If he would sacrifice his own son in his quest for revenge, would he even blink before taking Devlin’s?

Before I can form into words the fury raging inside me, we pull up into a gravel lot beside a house I recognize. It’s the one where Devlin left me after that first party. Colt’s house. I beg my brothers to stop, but my pleas fall on deaf ears. They’re out of the car, slamming the door against me when I try to climb out. I fall silent, watching in stunned horror as they light the fuses, ready to torch the sixth house of the evening.

From the parking area at the end of the house, I can see both the front porch of the house and the back deck, where the wooden bar sits silent in the rain. There’s a patio set at the end of the bar closest to us, with a huge umbrella protecting it from the rain. I almost miss the figure sitting in one of the chairs. She’s so small, so motionless, she blends into the shadows. But a flash of lightning illuminates her tan coat.

Mabel Darling is sitting outside. She doesn’t move. She watches my brothers light the fuse and toss the first block of fireworks through a window. Before they can toss another, the front door flies open, and a far more imposing figure is framed in the light. A figure holding a gun.

I scream, diving toward them, trying to scramble across Baron’s lap. King shouts a curse and explodes out his door, sprinting for our brothers. I can’t hear the man yelling through the drumming of the rain on the roof, but I can see his face in the light from the windows. I can see the anger, the defensive instinct. And I can see the glimmer of raindrops streaking the barrel of the gun as he raises it. I can see the flash at the muzzle when he fires just as King jumps in front of our brothers.

I scream again, and Baron shoves me roughly back and jumps out of the car. I don’t care what they told me. My brother is hurt. That’s all I think as I leap from the car and run across the gravel. I don’t think about the rain or the danger, that I could be shot. I don’t feel the bite of the gravel as I fall on my knees beside King while two of my brothers vault over the railing and tackle Colt’s dad. I don’t care about him. I only think about King. My brother, my protector, my king.

He’s kneeling on the gravel holding his side. “I’m fine,” he grits out, his breathing shallow. “I just slipped on the gravel.”

“You’re shot,” I snap, grabbing his arm and draping it over my shoulders. “You’re not fucking fine.”

“It’s just a flesh wound,” he says through a ragged breath.

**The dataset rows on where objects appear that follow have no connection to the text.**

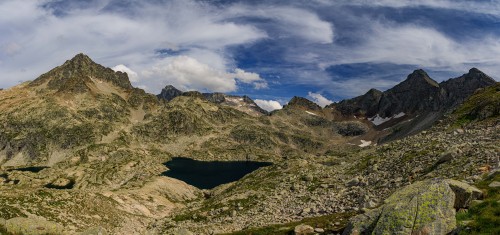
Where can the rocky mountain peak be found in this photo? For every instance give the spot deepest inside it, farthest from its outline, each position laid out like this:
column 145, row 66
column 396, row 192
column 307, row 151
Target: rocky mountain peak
column 80, row 60
column 297, row 101
column 476, row 74
column 419, row 77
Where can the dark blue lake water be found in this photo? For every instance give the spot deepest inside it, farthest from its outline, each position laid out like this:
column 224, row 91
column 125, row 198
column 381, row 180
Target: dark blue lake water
column 207, row 175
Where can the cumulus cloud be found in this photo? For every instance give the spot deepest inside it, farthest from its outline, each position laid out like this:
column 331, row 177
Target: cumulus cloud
column 187, row 73
column 44, row 40
column 268, row 105
column 319, row 99
column 132, row 75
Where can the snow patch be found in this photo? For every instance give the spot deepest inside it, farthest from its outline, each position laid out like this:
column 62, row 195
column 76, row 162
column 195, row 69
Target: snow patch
column 377, row 120
column 365, row 143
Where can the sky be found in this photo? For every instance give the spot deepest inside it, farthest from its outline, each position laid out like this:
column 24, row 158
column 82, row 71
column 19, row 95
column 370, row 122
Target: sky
column 270, row 50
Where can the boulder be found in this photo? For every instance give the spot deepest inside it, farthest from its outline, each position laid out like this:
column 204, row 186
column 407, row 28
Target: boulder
column 183, row 231
column 464, row 193
column 362, row 223
column 303, row 229
column 95, row 231
column 494, row 184
column 425, row 207
column 32, row 226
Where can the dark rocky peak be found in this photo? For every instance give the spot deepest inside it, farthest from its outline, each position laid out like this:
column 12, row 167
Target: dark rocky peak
column 195, row 94
column 75, row 76
column 303, row 103
column 169, row 93
column 362, row 105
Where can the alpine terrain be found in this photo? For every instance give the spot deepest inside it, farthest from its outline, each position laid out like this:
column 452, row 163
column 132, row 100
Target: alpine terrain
column 82, row 151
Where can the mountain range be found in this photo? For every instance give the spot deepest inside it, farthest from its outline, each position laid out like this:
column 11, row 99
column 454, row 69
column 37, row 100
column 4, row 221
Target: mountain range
column 83, row 151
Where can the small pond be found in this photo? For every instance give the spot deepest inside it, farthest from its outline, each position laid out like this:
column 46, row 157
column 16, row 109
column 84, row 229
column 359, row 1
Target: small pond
column 207, row 175
column 34, row 169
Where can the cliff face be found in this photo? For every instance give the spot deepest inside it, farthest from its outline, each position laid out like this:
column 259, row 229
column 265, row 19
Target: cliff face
column 418, row 93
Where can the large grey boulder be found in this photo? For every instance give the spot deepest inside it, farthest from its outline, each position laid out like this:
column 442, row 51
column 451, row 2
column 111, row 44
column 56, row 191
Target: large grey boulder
column 32, row 226
column 425, row 207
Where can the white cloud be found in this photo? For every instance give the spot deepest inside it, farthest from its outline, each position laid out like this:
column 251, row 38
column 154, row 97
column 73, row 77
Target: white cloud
column 187, row 73
column 483, row 7
column 268, row 105
column 295, row 21
column 319, row 99
column 132, row 75
column 43, row 40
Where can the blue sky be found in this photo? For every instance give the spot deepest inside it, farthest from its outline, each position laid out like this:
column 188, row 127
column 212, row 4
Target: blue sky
column 270, row 50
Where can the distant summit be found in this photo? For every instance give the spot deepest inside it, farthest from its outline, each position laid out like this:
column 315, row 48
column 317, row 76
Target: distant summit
column 169, row 92
column 75, row 76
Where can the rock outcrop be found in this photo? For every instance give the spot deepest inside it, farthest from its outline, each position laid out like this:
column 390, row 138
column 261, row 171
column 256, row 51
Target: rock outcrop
column 169, row 93
column 426, row 207
column 303, row 103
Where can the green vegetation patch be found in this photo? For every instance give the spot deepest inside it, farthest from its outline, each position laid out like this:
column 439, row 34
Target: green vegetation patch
column 484, row 217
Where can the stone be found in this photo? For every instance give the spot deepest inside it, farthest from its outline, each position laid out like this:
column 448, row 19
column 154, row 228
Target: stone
column 361, row 224
column 464, row 193
column 425, row 207
column 308, row 178
column 62, row 183
column 183, row 231
column 494, row 184
column 303, row 229
column 21, row 225
column 353, row 182
column 319, row 230
column 306, row 211
column 95, row 231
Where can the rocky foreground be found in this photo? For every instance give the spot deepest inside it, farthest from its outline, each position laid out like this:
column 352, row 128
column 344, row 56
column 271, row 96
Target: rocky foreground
column 83, row 152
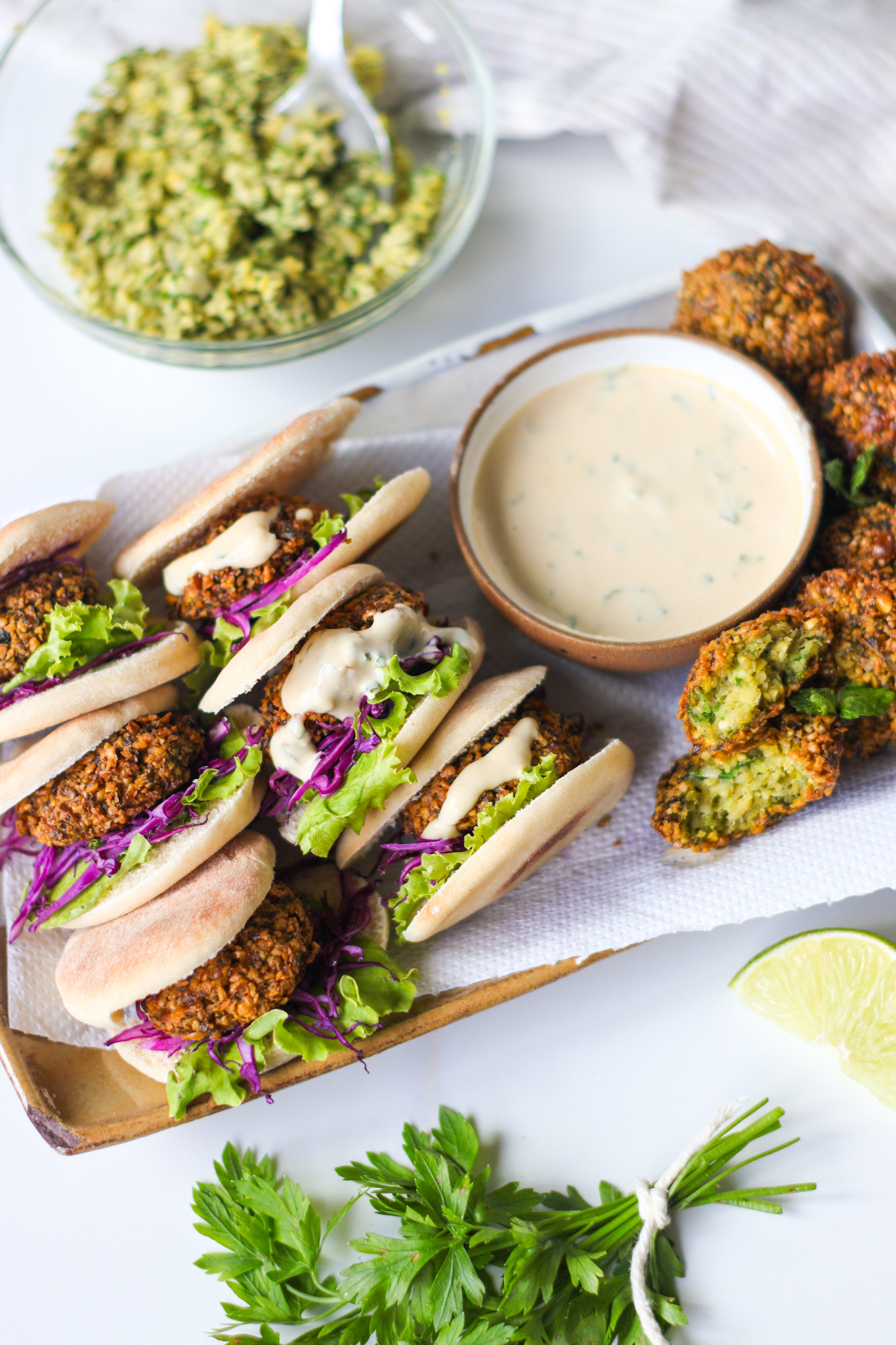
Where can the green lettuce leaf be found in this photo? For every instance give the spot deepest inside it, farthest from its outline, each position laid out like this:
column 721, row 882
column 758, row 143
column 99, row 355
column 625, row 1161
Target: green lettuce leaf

Another shot sounds, and I freeze, my blood running cold.

I hear the sounds of fists hitting flesh, of bones hitting the deck as they roll around fighting. My mind is racing, but I try to stay calm. I can only do so much at once.

“Let me help you to the car,” I say to King, gripping his arm over my shoulder and lumbering to my feet.

“Come on,” Baron says, appearing beside us. “Let’s get out of here.”

Supporting his weight, I help King into the backseat of the car. By the time he’s in, the rest of them are, too, and the car skids in the gravel as Royal floors it. I glance up in time to see that Mabel hasn’t moved. She sits watching as we disappear behind the trees.

“Did anyone else get hit?” I ask, peeling King’s black sweater off over my head and handing it to him. He balls it up and clenches it to his side, doubling over halfway and holding it in place with his elbow.

“No,” Royal says from the driver’s seat. “He fired a shot when I was trying to get the gun, but it didn’t hit anything. I got his gun away before he could shoot any more of us.”

“Fuck,” Duke swears, rolling down his window and spitting out into the rain. “I think he busted one of my teeth in half when he hit me with it.”

“We need to get King to the hospital,” I say.

“No hospital,” he says. “It barely grazed me.”

“What?” I ask. “King, that’s crazy! Someone shot you.”

“Which is why it would be crazy to go to a hospital,” he says.

“We’ve got one more to do, and then we’ll go home,” Royal says.